Most Efficient Portfolio to Achieve Source: Kloepfer, J. V., & Moriarty, J. A. (2016). Risky Business (pp. 1-10, Publication). San Francisco, CA: Callan Associates (adapted). Data reflects historical forward-looking expectations and is no guarantee of future results.

All told, plans have had to nearly triple their risk to maintain the same 7.5% return that fixed income offered a quarter of a century ago.

The unintended consequence of this reach for higher returns is that equities are now the primary source of liquidity for pension plans. Other newer asset classes tend to be less liquid. Therefore, as volatility rises, so does the probability that pensions will need to sell equities in declining markets to fund their benefits.

With trillions of dollars in pension plans on the table, this situation could be self-perpetuating: as more plans are forced to sell equities to raise cash, it could lead to still lower security prices – all the while paving the way for even greater funding gaps down the road.

What’s more, plans typically implement a re-balancing process after an asset class declines. If stocks sell off, a plan’s equity exposure will fall below its target allocation. This would normally result in a re-balancing process that buys enough equities to replenish target allocations.

But what would be the source of funds to re-balance into equities? Plans may not have the liquidity in other parts of the portfolio to buy equities. Failure to re-balance results in a portfolio risk-reward profile that’s misaligned with the liability structure it is intended to fund.

Weighing the Alternatives

While many pensions understand the danger of reaching for higher returns, the path forward isn’t clear.

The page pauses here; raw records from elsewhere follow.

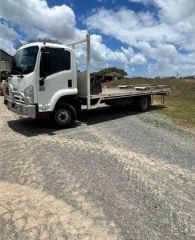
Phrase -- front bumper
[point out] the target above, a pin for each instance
(21, 109)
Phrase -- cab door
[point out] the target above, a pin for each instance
(55, 74)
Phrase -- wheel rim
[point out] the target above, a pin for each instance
(62, 116)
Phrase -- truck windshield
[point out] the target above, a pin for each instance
(24, 60)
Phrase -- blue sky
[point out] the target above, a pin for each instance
(144, 37)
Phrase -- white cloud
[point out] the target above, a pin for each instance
(6, 38)
(37, 19)
(165, 39)
(102, 56)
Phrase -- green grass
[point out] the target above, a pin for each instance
(180, 106)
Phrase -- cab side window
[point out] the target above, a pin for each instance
(54, 60)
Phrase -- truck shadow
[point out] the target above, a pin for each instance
(33, 127)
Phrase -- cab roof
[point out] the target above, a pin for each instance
(45, 44)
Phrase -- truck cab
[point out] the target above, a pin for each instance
(42, 75)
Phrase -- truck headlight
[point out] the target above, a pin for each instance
(29, 96)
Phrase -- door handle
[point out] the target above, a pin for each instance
(42, 81)
(69, 82)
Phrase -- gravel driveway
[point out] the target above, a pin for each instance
(116, 174)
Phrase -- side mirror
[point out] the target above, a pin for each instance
(45, 65)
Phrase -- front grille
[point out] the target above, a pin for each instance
(7, 90)
(18, 98)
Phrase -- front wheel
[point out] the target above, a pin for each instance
(63, 116)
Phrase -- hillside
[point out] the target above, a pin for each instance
(180, 106)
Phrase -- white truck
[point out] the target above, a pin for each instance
(44, 80)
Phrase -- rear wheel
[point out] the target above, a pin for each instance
(143, 103)
(63, 116)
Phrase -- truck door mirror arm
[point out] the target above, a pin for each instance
(42, 81)
(45, 66)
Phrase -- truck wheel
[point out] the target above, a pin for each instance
(143, 103)
(63, 116)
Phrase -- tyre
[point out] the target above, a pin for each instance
(143, 103)
(63, 116)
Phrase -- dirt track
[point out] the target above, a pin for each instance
(114, 175)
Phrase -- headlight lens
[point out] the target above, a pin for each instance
(29, 96)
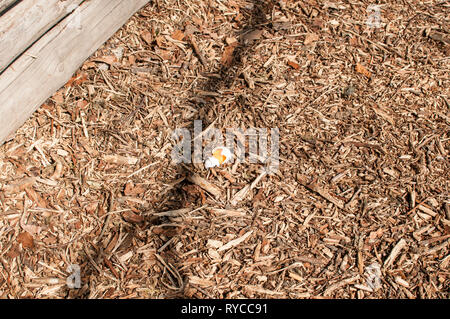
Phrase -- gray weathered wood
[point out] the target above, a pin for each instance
(53, 59)
(27, 22)
(4, 4)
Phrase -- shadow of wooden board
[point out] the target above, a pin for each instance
(55, 46)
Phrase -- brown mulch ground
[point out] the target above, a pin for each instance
(363, 115)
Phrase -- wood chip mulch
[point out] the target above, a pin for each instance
(363, 181)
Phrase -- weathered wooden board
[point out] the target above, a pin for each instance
(27, 22)
(51, 61)
(5, 4)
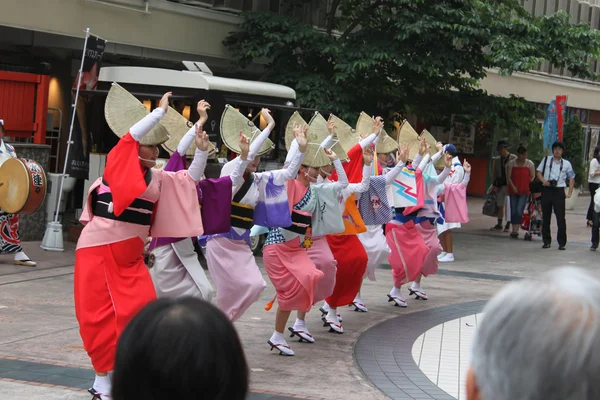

Fixed income has its own issues, and few plans can afford the opportunity cost of shifting more assets to cash to fund near-term payouts.

For many plans, the solution has been to focus on fees, namely by shifting more assets into low-cost passive strategies. But passive strategies tend to go hand in hand with market exposure, a.k.a. beta risk.

Be Prepared sign with sky background-1

A better strategy: instead of turning their backs on public equities, pension plans can dial back their market-risk exposure by rethinking the impact beta risk has on their overall portfolios. Perhaps plans should consider adjusting their asset allocations to include lower beta equity exposure as a permanent commitment.

There are plenty of equity strategies available which maintain a consistently lower exposure to beta relative to the market. Further – and perhaps a better solution – is an equity strategy which adjusts its portfolio beta dynamically to match optimally the risk observed in the equity market over time. Some have called this “variable beta.”

By adjusting allocations, plan sponsors can reach a better balance between raising cash to fund immediate payouts while generating the returns they need to sustain their plans in the future.

Intech® has a track record of offering both types of solutions.

Our low volatility equity strategies seek market-like returns over time while achieving a substantially lower risk profile than the overall equity market. These can be an attractive addition to well-funded defined benefit pension plans or later-stage target date funds within defined contribution plans.

Intech® adaptive volatility equity strategies are distinctive in the industry by offering and behaving as they are named – they adapt the portfolio’s risk profile to the observed risk in the market. Their goal is to outperform equity markets over a full market cycle while incorporating downside protection, providing an asymmetric return profile. These strategies might help under-funded plans de-risk without reducing equity exposure, or even allow an increased equity exposure throughout a target-date glide path without increasing total portfolio risk.

Plan trustees and participants should focus on the unintended consequences of attempting to reach for higher returns in their portfolios. This reach has resulted in exploding total portfolio risk and also equities becoming the default liquidity source for cash flow needs.

The longer the bull market continues (already the longest on record), the larger this danger grows. It may therefore be prudent to consider lowering equity portfolio beta risk prior to an eventual downturn.